Anlamaz kulak; gören dil olmadan.
Duymaz bülbülü; gonca gül olmadan.
Söz bir nefestir, delik neyden çıkar.
Söz mürekkeptir, kesik neyden çıkar.
Sanmayın neydir, üfler ses, sözlere.
Sanmayın neydir, döker renk sözlere.
Boş hava bilme; aşktır cevlân eden.
Mürekkep görme; aşktır seyrân eden.
Aşksız bir tek söz; dudaktan çıkmasın!
Aşksız bir tek söz; kulaklar duymasın!
Ah olan aşktır; bedenden fırlayan!
Kan olan aşktır; kalemden damlayan!
Derbeder sözdür, kulaklarda gezen;
Arayan sırdaş; duvarlardan bezen!
Hani söz?
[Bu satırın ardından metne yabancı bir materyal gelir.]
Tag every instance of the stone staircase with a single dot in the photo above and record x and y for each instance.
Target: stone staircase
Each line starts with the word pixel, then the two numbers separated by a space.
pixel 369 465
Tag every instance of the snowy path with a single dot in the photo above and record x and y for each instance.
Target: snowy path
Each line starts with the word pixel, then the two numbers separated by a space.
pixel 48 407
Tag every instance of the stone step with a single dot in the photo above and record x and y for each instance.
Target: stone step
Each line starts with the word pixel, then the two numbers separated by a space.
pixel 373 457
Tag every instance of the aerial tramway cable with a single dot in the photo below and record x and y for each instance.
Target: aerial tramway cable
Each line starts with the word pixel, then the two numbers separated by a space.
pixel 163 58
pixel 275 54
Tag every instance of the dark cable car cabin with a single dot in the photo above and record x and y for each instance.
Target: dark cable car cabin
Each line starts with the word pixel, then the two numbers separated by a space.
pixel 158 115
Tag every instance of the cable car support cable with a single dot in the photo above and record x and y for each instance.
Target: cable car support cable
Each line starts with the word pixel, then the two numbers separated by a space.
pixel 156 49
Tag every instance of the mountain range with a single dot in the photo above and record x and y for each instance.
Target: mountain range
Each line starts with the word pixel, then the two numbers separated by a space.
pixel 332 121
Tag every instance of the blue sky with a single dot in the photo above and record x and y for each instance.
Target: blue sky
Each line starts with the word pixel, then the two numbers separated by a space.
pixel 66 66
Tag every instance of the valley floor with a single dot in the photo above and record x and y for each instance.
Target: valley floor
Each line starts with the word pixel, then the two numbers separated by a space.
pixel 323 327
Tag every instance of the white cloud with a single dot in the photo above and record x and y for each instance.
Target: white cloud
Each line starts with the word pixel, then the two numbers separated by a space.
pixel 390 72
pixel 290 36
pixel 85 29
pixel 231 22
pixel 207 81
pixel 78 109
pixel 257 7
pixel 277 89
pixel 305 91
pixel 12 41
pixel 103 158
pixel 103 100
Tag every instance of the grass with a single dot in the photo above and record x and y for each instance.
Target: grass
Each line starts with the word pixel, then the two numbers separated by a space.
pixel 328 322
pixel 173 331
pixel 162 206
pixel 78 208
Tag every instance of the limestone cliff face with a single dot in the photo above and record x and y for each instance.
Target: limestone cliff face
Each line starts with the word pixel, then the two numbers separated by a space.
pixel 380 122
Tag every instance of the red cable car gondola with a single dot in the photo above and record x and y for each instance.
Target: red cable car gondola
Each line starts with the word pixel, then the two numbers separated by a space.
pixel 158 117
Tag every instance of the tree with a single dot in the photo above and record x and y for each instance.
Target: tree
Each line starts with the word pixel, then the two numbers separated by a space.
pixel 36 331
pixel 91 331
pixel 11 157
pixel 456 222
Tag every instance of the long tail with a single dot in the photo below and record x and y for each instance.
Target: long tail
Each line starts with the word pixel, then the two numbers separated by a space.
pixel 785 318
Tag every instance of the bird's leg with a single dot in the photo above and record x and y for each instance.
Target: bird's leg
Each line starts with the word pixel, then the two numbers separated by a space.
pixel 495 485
Göster! havada görünmez!
Tutmaz yurt zihni, kafada bulunmaz!
Söz değil, harftir, kitapta gördüğün!
Söz değil, sestir, dudakta ördüğün!
Söz mekânsız yer, mülk-i yâr-ı ezel!
Söz zamansız ses, ebeddendir gazel!
Sarmış her yanı, yok âlemde izi.
Görünmez harfte; yok hâriçte izi.
Esrarı bulmak; sözle mi, sözde mi?
Hikmeti görmek, gözle mi, gözde mi?
Kağıtta nakış; harf, sözden bîhaber!
Kulakta akış; ses, sözden bîhaber!
Lâmekândır söz; nihânı müjdeler.
Cihetsiz ayna; beyânı resmeder.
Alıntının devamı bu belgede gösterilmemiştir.